Medicare is 43 years old today. It isn't easy to find mention of that happy fact in the corporate media but there are some celebrations happening hither and yon. The AFL-CIO blog notes that the Alliance for Retired Americans has organized cake deliveries to members of Congress as well as press conferences and rallies in at least five states. It looks like PA State Senator James Ferlo joined forces with the Teamsters to host an in-district party at noon today. Healthcare-Now, a single-payer fan, has organized parties around the country. And there is a terrific article in the Jasper Newsboy, (from Jasper, Texas, home of Traudney Byerly) that warns seniors against losing what Medicare was set up to do:
McMillon explained that Medicare Advantage plans are managed care plans and they must manage costs by choosing the least expensive options to treat a patient.
"You cannot divorce these great-sounding plans from the fact that they have to make money," McMillon said. "So for example, instead of approving a bypass operation that 99 cardiologists out of 100 would recommend, they are going to try to treat it with medication and a 'wait and see' approach."
Calhoun agreed, and said she sees people who are disappointed or angry to find that they cannot see their usual physician because that doctor is not in the plan.
McMillon said when people have traditional Medicare and a supplement, they have guarantees. Physicians can't refuse to see Medicare patients or take Medicare payment or they face fines.
McMillon explained how we have arrived where we are today: "Prior to 1965 there was no health insurance available to people over 60 unless you had a retirement plan through your employer that you could keep until you died. Life expectancy was only 67 years for a man back then, too.
"There was no health insurance past 60 for a reason— it was unprofitable. Congress enacted Medicare in 1965 to give affordable access to health care to people over 65.
The article even exposes the sham argument that privatizing Medicare will make it more efficient:
McMillon and Womack said most people don't realize that they have a very narrow window to make these decisions when they reach retirement age. For example, they can choose traditional Medicare and pay $96 a month for part B, and that is worth about $800 a month in insurance premium benefits; the rest is paid with tax dollars.
For that same person who would cost Medicare about $800 a month, Medicare Advantage costs about taxpayers about $1100-$1200 a month, about 25 percent more.
"If it was truly private and free market, the government shouldn't need to subsidize it," McMillon said.
Opening the feeding trough invites abusive billing as well, he says.
"We would not see the electric wheelchairs that used to sell for $400 going for $8,000," McMillon said. " They are making money off a tax-funded program."
Which is, of course, the plan.
No mention of the Medicare milestone has yet made it to the official Medicare site. To be fair, site administrators need all the space they can get to advertise for Medicare Advantage and prescription drug programs, two of the biggest ways the enemies of Medicare are using to loot the program.

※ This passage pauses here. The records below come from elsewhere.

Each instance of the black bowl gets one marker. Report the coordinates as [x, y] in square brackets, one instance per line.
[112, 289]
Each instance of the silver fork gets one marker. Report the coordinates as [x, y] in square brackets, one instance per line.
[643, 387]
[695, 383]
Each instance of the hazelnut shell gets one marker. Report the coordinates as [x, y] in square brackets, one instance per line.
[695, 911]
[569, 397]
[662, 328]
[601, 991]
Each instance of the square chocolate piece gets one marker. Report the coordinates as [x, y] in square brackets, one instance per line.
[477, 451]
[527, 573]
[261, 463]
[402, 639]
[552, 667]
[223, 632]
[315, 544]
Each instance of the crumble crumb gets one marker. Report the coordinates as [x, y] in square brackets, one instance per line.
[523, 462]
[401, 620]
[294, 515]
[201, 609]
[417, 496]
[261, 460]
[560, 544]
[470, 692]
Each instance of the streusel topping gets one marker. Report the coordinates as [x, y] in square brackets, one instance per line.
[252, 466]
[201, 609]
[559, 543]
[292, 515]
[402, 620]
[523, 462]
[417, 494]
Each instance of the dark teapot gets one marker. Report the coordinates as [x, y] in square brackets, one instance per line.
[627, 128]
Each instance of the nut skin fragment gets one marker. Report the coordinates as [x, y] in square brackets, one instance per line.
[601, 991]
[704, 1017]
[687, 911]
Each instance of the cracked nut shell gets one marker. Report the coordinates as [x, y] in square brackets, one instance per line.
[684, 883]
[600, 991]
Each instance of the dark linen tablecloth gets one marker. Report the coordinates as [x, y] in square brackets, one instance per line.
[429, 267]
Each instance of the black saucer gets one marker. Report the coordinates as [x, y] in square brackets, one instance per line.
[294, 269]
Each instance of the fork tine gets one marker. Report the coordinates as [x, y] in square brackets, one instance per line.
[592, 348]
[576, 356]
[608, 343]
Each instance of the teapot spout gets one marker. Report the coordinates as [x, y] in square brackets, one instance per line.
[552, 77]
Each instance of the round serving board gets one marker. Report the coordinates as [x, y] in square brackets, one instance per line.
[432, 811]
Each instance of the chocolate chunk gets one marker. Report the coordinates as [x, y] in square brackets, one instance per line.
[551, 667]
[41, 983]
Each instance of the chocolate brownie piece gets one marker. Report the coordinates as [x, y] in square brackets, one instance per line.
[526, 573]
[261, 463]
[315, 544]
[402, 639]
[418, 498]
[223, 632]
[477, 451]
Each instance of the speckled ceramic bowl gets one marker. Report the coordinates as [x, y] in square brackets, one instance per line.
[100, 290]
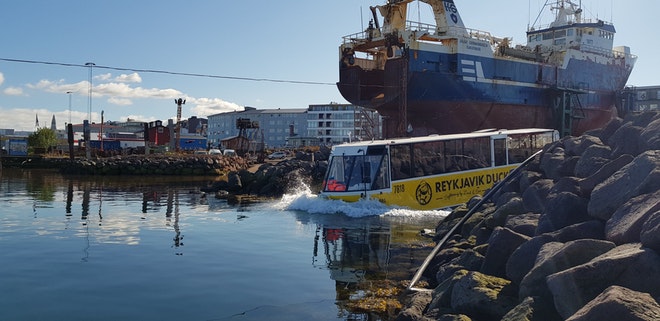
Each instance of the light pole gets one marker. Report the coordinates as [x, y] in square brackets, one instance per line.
[88, 147]
[89, 94]
[69, 93]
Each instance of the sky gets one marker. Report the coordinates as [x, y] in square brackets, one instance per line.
[223, 55]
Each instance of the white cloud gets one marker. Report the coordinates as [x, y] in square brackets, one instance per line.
[60, 87]
[120, 101]
[23, 119]
[134, 77]
[210, 106]
[103, 77]
[141, 118]
[112, 89]
[13, 91]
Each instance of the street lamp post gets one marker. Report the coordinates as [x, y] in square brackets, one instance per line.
[88, 149]
[69, 93]
[89, 94]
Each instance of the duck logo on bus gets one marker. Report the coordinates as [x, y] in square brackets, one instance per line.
[424, 193]
[430, 172]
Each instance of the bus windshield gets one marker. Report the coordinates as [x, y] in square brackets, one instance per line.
[357, 173]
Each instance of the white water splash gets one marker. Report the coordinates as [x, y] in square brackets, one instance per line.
[302, 199]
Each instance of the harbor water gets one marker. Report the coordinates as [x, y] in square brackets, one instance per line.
[157, 248]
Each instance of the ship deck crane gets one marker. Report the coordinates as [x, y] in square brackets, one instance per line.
[179, 102]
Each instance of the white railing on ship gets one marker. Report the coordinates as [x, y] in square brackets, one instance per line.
[607, 52]
[363, 36]
[570, 23]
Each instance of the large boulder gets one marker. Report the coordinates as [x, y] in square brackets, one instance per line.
[555, 257]
[533, 309]
[414, 311]
[625, 226]
[650, 234]
[563, 210]
[502, 243]
[524, 257]
[588, 184]
[627, 140]
[525, 224]
[628, 265]
[535, 196]
[651, 134]
[483, 296]
[552, 160]
[576, 146]
[592, 159]
[641, 175]
[621, 304]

Of course, the parties are great but the real present for Medicare this year was the override of BushCo's veto of the less-than-perfect H.R. 6331 (the Medicare "doctor fix" bill). Take a minute to remember Sen. Kennedy dramatically arriving on the floor to vote against the filibuster that survived until he took time away from cancer treatments to smash it. Celebrate Medicare's 43rd by remembering a rare and resounding BushCo legislative defeat. And you may as well call Sen. Kennedy's office to thank him for making it possible.
UPDATE: Health Care For All PA was also very active yesterday. From their email:
Not only did Healthcare for All Pennsylvania volunteers deliver 43rd Medicare Birthday cupcakes and pro-Single Payer (HB 1660/SB 300) messages to all 253 State House and Senate Members today -- we made new friends, earned abiding respect, and garnered more than 300 radio station "hits" with our lobby day campaign.